The economic cost for Israel's military offensive in Gaza is fast approaching $2bn, Haaretz newspaper reported, citing senior government officials.
Israel has already spent at least six billion shekels ($1.7bn, £1bn, €1.3bn) on the 23-day operation -- around a third of which has been borne by the civilian sector -- and there is no end in sight.
Direct military costs have amounted to about 4.2 billion shekels and include weapons, ammunition, food, fuel and the cost of calling up reservists.
The civilian economic cost comes from lost productivity in the economy as businesses located near Gaza have been closed, and direct damage to property around the country.
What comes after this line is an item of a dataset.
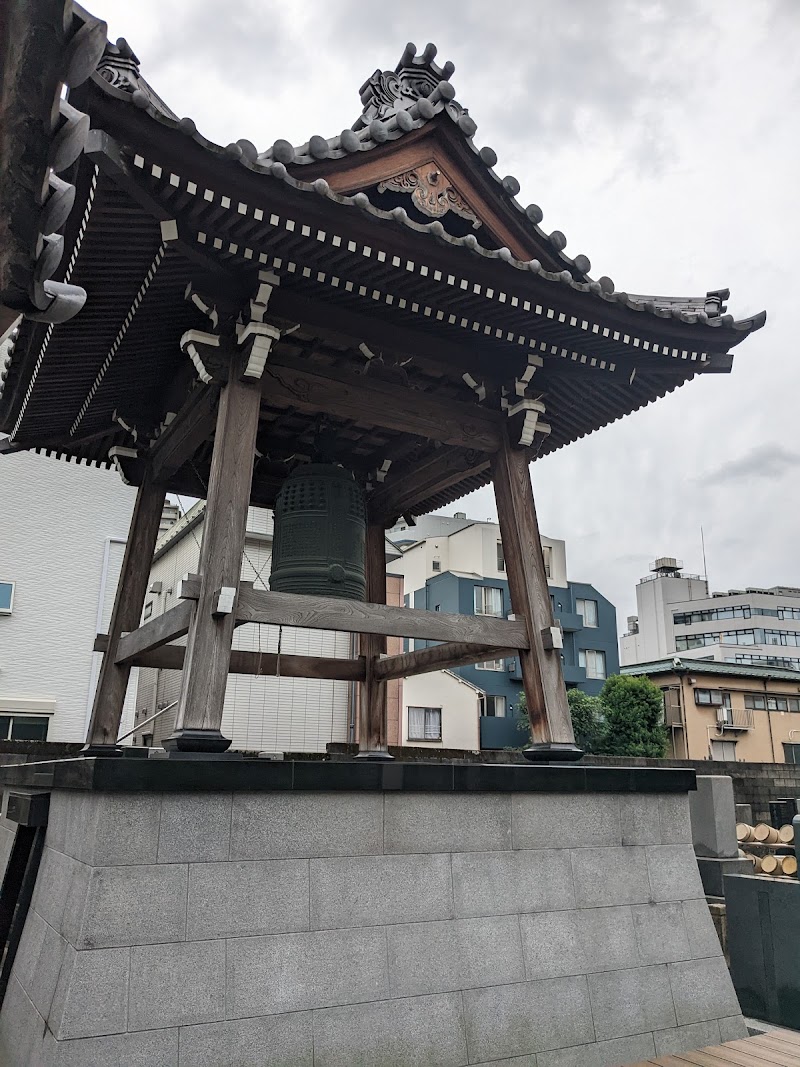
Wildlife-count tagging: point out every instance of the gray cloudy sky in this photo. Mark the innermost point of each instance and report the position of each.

Moreover, Israel's offensive has had a disastrous impact on the country's tourism sector during the peak summer months.
Airlines in the United States and Europe halted all flights to Israel's Ben Gurion airport for up to 48 hours in mid-July after a rocket landed in the vicinity.
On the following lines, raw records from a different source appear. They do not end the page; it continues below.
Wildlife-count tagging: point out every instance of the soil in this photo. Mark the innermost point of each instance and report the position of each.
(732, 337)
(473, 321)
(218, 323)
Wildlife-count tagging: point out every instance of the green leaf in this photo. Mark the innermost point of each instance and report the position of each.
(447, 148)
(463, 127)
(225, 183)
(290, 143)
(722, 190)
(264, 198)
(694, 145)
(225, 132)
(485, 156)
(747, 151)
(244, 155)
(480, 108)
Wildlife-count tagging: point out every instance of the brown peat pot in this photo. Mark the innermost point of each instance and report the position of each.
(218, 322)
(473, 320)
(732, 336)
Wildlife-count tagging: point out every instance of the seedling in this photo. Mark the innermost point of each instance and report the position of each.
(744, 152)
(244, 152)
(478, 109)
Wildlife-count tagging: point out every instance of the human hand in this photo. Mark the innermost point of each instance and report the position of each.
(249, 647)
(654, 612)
Hotel reservations are reported to have collapsed as the offensive escalated and each day that the fighting continues will mean a steeper price for the industry.
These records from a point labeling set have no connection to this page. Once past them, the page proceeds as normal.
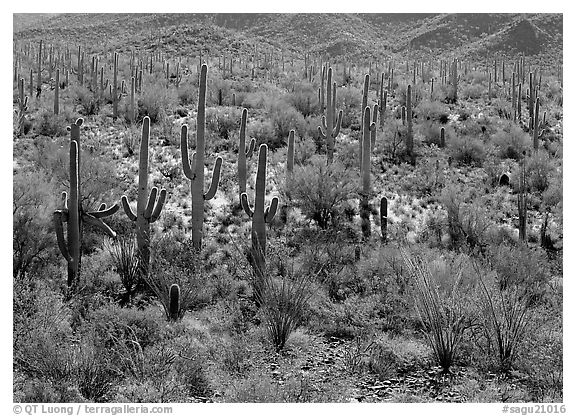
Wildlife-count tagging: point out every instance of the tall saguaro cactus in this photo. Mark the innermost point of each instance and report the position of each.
(243, 153)
(74, 215)
(148, 208)
(409, 135)
(194, 169)
(368, 127)
(57, 93)
(260, 216)
(330, 128)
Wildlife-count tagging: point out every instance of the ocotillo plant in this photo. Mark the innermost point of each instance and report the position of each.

Potential losses from the tourism sector in the coming quarter could amount to 2.2 billion shekels, according to the Israel Hotel Association.
The Israeli Finance Ministry's director-general said the country's economy is resilient to the effects of the hostilities, noting that it had recovered from similar scenarios in recent years.
Israel's central bank estimated that the fighting could reduce economic growth by half a percentage point, if it remains in Gaza.
While it is still too early to measure the impact of the fighting on the Israeli economy, similar events from recent history have had a moderate impact on the economy, the central bank said.